The total income of the GVL in 2014 was €163.4 million. The GVL collected approximately €230 million ($261 million) for members in 2018, a 25.9 percent decline of income compared to the previous year's high of €310 million ($352 million). In May 2020 GEMA and GVL called for a state aid program for all sectors of the music industry in view of the effects of the COVID-19 pandemic.

== History ==

=== Foundation of GVL (1959) ===
The GVL was founded as a joint society in 1959 by the German orchestra union, Deutsche Orchestervereinigung e.V. (DOV) and the private company Deutsche Landesgruppe der internationalen Vareinigung der phonographischen industrie, which was the German national group of the International Federation of the Phonographic Industry (IFPI). The first two managing directors were Herrmann Voss and Rudi Thalheim. Its full legal name is Gesellschaft zur Verwertung von Leistungsschutzrechten mbH.

=== Foundation of ZPÜ (1963) ===
On 16 May 1963 GEMA, VG Wort and the GVL founded ZPÜ which is, as of 2020, an association of nine German collective management organisations which asserts claims for remuneration, information and reporting related to reproductions/copies of audio and audiovisual works pursuant to Art. 53 paragraph 1-3 German Copyright Ac. Due to massive back payments, the GVL collected nearly €170 million ($200 million) in this sector in 2017.

=== The German Copyright Act (1965) ===
On 9 September 1965 the German legislature integrated Neighbouring Rights into the Copyright Law of Germany called Urheberrechtsgesetz (UrhG) as Related Rights to both Producers and Performers.
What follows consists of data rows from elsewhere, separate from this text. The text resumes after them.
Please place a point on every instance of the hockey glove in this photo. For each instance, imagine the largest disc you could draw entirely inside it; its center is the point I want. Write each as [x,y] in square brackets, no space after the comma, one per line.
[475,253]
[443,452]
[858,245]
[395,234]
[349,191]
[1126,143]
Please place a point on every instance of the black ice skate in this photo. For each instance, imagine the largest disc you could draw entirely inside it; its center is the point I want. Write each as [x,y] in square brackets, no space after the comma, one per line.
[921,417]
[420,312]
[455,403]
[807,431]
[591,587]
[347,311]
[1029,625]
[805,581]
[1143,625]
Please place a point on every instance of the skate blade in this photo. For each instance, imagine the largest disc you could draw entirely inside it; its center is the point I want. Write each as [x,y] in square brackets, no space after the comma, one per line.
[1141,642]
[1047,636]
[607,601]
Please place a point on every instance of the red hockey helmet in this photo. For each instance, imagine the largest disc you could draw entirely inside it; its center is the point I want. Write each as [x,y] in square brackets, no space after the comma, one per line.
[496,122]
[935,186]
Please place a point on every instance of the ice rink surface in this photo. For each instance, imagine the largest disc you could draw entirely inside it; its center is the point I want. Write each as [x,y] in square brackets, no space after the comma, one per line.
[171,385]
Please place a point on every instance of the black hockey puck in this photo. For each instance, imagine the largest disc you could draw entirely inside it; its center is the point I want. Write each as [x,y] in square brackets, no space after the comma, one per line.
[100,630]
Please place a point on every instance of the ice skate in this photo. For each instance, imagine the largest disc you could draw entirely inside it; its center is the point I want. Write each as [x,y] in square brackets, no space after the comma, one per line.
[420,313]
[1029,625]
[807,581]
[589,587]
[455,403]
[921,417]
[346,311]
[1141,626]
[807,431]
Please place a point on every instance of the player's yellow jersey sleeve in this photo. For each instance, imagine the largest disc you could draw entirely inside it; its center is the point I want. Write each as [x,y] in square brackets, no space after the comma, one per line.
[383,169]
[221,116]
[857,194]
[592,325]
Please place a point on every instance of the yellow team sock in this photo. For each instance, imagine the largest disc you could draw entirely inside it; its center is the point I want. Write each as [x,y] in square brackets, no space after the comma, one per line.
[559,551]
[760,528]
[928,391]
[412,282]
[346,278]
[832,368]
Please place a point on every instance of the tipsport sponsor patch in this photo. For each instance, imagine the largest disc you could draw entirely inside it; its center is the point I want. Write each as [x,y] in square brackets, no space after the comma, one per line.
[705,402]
=== Introduction of the Label Code (1976) ===
Since 1 May 1976, the GVL had used the Label Code (also referred to as "Labelcode") for its internal data. The first issued Label Code 00001 was in 1977 and was issued to the record company Ultraphone. Label Codes made it easier for broadcasters to detect which recordings were covered by the broadcasting license agreement with the GVL. The Broadcast Reports are vital for the remuneration of producers. However, the absence of individual track identification and associated Performers via the Label Code system via ISRC use has meant allocation of some performers' rights to equitable remuneration have been neglected. As of 2017, the GVL has adopted the internationally recognised ISRC form of sound recording identification which enables the remuneration to be allocated on an individual recording much more precisely than before.

== Associates ==
Associates of the GVL are the Deutsche Orchestervereinigung e.V. (German Orchestra Association, short: DOV), Bundesverband Musikindustrie e.V. (Federal Association of the Music Industry; BVMI), Bundesverband Schauspiel e.V. (Federal Acting Association; BFFS) and the Verband unabhängiger Musikunternehmer*innen (Association of Independent Musicians and Music Companies; VUT).